Practice was winding down when Cam Ward finally came onto the ice Friday, right about the time Anton Khudobin was exiting. Khudobin is expected to appear in his 11th game in 25 days on Saturday. Ward, who once carried that kind of workload for the Carolina Hurricanes, has become the forgotten man.
Since Khudobin returned from a lengthy injury of his own at the beginning of this month, the Carolina Hurricanes are 7-2-0 in the games he has started. In the two losses, they failed to score a goal. Among regular NHL starters, only two have a better save percentage than Khudobin’s .930, in a much smaller sample.
“Just play consistently, and every game, go there and try to get the win no matter what,” Khudobin said. “It’s always like this when you feel confidence in the guys and they feel confidence in the goalie, you put all those words together and you get the result.”
Even in those few appearances, Khudobin’s outstanding play has raised serious questions about the franchise’s future at the position. Is Khudobin, two years younger than Ward, a better long-term solution in goal? And does Ward’s contract, with a $6.3 million salary-cap hit through 2015-16, still make financial sense given his recent history of injuries and inconsistency?
It’s not a decision the Hurricanes have to make now, but it is one they have to start thinking about now. Khudobin will be a free agent this summer, and one of the most sought-after of the bunch if he continues to play like this. The Hurricanes can’t afford to re-sign Khudobin and keep Ward. At the moment, with Ward out, they’ll ride Khudobin as far as he can take them.
“He says he feels good and obviously he’s on a roll,” Hurricanes coach Kirk Muller said, indicating Khudobin would play against the Ottawa Senators at noon Saturday. “He’s given us an opportunity to win hockey games so far when he’s gone into the net.”

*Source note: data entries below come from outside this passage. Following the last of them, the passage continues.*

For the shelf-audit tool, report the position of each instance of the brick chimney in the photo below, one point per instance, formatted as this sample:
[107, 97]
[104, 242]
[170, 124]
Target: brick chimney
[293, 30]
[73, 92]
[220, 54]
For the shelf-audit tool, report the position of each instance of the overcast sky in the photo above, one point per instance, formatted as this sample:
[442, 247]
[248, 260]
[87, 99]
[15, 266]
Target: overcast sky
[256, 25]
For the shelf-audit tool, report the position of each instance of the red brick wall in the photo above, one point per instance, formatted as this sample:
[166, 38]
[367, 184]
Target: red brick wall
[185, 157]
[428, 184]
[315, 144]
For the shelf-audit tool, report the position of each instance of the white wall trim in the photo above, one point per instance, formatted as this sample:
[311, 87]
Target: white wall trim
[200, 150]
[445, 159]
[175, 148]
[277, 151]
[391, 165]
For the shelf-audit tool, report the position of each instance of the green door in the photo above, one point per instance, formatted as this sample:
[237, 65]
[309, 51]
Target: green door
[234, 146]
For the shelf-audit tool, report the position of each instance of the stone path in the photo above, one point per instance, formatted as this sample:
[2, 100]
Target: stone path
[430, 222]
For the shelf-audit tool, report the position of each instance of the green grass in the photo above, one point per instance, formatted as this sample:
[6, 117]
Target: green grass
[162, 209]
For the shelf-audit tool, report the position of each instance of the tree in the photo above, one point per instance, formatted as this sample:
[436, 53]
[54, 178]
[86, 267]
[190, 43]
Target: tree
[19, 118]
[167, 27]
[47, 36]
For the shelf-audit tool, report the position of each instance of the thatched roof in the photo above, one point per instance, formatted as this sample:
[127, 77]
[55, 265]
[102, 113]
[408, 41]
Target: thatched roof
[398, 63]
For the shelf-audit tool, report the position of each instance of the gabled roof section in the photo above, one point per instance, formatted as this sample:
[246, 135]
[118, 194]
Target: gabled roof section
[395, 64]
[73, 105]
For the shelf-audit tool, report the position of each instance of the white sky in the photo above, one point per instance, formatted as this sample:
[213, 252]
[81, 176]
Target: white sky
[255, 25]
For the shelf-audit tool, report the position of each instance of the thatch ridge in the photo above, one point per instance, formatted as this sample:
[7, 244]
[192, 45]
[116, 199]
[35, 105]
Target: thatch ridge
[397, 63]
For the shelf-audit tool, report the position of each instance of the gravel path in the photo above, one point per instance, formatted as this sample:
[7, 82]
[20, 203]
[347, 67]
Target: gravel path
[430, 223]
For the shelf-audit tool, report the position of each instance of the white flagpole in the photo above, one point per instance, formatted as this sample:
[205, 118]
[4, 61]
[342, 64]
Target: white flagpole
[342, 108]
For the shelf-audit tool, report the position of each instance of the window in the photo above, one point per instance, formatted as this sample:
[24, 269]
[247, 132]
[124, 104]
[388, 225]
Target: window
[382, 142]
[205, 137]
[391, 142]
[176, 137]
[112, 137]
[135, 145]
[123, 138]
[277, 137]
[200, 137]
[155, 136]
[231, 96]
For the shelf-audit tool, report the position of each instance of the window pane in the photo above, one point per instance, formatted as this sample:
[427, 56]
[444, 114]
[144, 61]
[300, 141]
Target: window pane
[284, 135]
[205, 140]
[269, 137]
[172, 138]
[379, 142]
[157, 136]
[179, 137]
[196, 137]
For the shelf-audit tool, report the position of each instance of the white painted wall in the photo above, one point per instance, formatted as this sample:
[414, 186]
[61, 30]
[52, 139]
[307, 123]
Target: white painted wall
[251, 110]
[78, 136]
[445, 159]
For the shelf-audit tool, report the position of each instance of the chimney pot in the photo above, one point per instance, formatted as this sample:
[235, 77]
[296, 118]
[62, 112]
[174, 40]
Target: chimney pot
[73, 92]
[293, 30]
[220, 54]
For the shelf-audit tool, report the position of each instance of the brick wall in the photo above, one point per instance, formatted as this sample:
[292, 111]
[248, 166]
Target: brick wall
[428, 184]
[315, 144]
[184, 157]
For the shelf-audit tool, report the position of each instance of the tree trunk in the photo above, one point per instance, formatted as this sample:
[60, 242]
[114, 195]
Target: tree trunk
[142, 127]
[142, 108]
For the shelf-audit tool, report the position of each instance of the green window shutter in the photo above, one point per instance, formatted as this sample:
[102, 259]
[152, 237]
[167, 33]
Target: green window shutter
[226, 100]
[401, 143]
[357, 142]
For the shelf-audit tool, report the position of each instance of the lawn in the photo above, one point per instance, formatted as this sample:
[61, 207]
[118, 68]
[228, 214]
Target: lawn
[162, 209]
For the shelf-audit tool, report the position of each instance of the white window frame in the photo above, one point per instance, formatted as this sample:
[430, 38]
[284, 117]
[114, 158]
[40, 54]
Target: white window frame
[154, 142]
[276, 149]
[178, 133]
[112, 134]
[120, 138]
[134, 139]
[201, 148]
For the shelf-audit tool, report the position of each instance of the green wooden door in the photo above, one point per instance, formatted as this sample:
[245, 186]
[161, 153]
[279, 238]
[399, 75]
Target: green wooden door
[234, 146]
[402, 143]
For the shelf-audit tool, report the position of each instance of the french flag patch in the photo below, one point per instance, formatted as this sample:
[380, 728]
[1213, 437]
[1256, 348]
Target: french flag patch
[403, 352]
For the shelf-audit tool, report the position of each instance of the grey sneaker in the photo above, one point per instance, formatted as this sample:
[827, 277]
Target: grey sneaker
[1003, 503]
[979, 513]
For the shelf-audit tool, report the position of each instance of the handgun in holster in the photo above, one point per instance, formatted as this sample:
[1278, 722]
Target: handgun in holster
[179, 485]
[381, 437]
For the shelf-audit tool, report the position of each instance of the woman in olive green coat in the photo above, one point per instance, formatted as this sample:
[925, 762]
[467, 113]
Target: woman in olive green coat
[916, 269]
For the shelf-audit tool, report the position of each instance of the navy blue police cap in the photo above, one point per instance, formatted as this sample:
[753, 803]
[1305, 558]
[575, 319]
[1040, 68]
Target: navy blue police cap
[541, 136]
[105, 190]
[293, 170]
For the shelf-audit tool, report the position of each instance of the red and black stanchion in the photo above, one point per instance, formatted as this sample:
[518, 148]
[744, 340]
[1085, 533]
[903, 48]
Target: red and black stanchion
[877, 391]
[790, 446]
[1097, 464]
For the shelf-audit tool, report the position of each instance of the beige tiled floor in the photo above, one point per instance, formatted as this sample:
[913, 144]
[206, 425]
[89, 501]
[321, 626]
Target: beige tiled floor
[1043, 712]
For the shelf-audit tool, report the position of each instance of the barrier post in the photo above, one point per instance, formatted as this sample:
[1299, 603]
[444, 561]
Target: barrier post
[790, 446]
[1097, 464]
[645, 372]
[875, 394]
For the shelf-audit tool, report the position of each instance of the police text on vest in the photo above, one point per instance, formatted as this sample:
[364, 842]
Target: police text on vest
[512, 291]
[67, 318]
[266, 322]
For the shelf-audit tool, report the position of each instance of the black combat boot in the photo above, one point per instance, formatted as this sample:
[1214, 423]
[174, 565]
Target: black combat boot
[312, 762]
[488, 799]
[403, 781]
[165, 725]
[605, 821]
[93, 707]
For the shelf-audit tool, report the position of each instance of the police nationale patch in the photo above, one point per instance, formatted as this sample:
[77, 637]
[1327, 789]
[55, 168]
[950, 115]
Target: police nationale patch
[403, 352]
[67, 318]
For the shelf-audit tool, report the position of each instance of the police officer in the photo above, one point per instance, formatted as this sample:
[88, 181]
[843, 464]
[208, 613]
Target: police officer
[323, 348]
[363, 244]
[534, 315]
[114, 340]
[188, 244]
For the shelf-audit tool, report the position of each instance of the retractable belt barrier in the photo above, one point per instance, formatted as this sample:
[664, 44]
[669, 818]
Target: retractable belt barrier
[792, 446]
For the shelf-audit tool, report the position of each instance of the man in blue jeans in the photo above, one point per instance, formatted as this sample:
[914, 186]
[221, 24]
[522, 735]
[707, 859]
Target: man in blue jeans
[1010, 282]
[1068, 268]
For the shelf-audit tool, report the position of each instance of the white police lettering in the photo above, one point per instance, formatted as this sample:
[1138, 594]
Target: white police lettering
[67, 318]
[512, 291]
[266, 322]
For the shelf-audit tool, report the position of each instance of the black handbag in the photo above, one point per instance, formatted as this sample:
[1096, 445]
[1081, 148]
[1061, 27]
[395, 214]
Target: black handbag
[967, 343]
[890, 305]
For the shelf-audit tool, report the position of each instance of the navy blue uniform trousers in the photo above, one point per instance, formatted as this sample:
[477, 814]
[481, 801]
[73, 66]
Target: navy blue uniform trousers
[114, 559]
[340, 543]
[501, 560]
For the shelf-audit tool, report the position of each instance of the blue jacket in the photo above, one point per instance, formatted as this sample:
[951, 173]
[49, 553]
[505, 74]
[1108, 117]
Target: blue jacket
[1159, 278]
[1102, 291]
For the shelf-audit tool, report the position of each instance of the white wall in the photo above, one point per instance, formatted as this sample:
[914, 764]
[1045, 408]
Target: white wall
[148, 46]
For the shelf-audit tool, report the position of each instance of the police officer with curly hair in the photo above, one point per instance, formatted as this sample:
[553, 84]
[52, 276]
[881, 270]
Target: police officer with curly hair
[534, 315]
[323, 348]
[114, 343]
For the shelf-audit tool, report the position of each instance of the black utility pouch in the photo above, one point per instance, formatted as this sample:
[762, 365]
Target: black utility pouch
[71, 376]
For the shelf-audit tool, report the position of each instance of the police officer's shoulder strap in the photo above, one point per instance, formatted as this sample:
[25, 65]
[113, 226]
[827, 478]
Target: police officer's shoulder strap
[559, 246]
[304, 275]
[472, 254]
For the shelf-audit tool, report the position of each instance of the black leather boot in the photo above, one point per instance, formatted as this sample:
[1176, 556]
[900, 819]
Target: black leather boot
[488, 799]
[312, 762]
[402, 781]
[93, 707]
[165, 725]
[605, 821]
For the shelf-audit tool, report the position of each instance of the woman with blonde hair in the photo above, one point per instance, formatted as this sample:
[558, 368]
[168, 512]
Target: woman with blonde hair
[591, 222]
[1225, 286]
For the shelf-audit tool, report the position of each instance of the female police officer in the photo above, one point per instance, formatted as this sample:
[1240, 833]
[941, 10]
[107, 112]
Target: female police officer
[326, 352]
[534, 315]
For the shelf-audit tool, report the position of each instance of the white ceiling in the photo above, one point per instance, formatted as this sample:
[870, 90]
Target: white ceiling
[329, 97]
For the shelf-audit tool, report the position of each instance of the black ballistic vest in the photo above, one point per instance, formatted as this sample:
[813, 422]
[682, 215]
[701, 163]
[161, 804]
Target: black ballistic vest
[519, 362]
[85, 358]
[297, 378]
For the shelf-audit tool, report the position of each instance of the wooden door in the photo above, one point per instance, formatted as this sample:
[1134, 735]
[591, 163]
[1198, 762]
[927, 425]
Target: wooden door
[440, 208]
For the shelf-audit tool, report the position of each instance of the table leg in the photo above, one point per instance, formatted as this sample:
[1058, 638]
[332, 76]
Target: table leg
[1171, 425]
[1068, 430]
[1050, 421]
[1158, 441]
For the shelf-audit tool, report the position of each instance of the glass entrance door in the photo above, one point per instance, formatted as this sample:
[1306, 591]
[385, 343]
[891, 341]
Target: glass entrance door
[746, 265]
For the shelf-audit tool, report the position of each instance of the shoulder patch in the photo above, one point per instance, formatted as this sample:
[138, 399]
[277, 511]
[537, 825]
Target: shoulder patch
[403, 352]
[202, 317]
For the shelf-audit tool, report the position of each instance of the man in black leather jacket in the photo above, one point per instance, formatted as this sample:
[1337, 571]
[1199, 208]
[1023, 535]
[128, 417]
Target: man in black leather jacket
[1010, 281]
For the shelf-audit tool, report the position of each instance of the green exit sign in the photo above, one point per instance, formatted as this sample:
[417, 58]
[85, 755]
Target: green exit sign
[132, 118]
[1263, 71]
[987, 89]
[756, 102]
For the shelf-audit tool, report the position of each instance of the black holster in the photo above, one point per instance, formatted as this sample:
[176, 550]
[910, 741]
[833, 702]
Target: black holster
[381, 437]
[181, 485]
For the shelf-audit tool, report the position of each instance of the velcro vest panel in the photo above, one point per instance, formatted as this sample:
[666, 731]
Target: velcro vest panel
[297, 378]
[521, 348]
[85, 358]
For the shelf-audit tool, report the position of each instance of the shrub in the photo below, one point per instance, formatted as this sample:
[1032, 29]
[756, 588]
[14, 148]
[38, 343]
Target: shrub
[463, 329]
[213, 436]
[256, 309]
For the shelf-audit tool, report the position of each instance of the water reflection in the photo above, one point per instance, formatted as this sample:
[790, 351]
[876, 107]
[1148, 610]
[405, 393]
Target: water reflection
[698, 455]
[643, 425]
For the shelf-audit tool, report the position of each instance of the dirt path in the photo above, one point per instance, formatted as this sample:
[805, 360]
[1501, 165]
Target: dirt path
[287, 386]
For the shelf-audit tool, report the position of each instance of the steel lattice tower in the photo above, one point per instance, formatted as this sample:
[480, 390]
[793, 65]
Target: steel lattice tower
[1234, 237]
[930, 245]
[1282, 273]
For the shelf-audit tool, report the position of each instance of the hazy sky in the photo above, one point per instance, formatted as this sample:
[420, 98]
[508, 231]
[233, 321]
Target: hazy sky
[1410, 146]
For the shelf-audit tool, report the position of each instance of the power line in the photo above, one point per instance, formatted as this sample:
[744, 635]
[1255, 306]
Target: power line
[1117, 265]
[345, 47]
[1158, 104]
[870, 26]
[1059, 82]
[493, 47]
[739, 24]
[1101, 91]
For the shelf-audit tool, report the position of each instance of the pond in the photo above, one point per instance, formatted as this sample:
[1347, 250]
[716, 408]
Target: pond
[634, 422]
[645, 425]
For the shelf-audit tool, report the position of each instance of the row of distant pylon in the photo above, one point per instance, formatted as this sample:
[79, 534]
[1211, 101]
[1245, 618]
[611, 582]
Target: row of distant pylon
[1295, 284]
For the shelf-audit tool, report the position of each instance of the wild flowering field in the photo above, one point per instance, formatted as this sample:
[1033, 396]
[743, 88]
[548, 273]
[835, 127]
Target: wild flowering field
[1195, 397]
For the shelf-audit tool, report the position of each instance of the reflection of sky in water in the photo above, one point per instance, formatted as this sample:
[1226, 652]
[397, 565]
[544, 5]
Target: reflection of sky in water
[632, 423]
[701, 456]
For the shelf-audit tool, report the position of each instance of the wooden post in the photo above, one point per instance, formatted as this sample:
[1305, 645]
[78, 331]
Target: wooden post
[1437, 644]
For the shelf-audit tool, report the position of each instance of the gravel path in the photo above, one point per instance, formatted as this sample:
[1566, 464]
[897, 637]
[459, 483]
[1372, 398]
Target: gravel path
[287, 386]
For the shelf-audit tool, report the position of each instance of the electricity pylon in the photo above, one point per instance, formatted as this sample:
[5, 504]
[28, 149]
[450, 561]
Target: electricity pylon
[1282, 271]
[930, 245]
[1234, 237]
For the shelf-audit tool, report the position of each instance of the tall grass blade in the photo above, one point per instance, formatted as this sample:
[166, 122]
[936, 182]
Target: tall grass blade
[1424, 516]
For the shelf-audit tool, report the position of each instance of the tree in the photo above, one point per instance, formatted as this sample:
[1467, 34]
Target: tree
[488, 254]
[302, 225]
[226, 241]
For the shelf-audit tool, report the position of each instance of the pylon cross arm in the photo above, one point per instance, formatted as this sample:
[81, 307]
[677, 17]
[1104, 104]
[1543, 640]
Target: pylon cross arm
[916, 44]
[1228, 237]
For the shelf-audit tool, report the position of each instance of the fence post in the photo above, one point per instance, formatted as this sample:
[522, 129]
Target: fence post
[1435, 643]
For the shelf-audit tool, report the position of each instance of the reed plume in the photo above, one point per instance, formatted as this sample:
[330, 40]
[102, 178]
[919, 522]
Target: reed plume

Since Ward pulled up lame the morning after the New Year’s Eve comeback against the Montreal Canadiens, Khudobin has appeared in every Hurricanes game. His one would-be rest day, against the Tampa Bay Lightning last Sunday, was cut short after Justin Peters allowed three goals on seven shots to open the game.
None of the goals was directly Peters’ fault – the usually impeccable defensive pairing of Justin Faulk and Andrej Sekera was atypically abysmal against the Lightning – which raises an interesting question: Does Khudobin make the miraculous look routine, or do the Hurricanes just play better defensively in front of him?
“I think so,” Khudobin said. “If you look at the shots, I don’t have a lot of shots against.”
As always, the answer is neither black nor white, because Khudobin has been making the kind of stops that no one expects a goalie to make on a regular basis, although it’s certainly nice when he does.
In Wednesday’s win over the Philadelphia Flyers, with the Hurricanes up 1-0 in the second period, Andrej Meszaros flipped a quick backhand at the net through traffic while facing the other end. It would have been exactly the kind of fluky goal that has sunk the Hurricanes too often this season. Khudobin somehow found the puck and scrambled to get in front of it.
Khudobin isn’t just giving the Hurricanes a chance to win games, and by extension end their playoff drought. He’s forcing the Hurricanes to do some big-picture thinking about the future of the goaltending position at an unexpected time, with uncertain conclusions.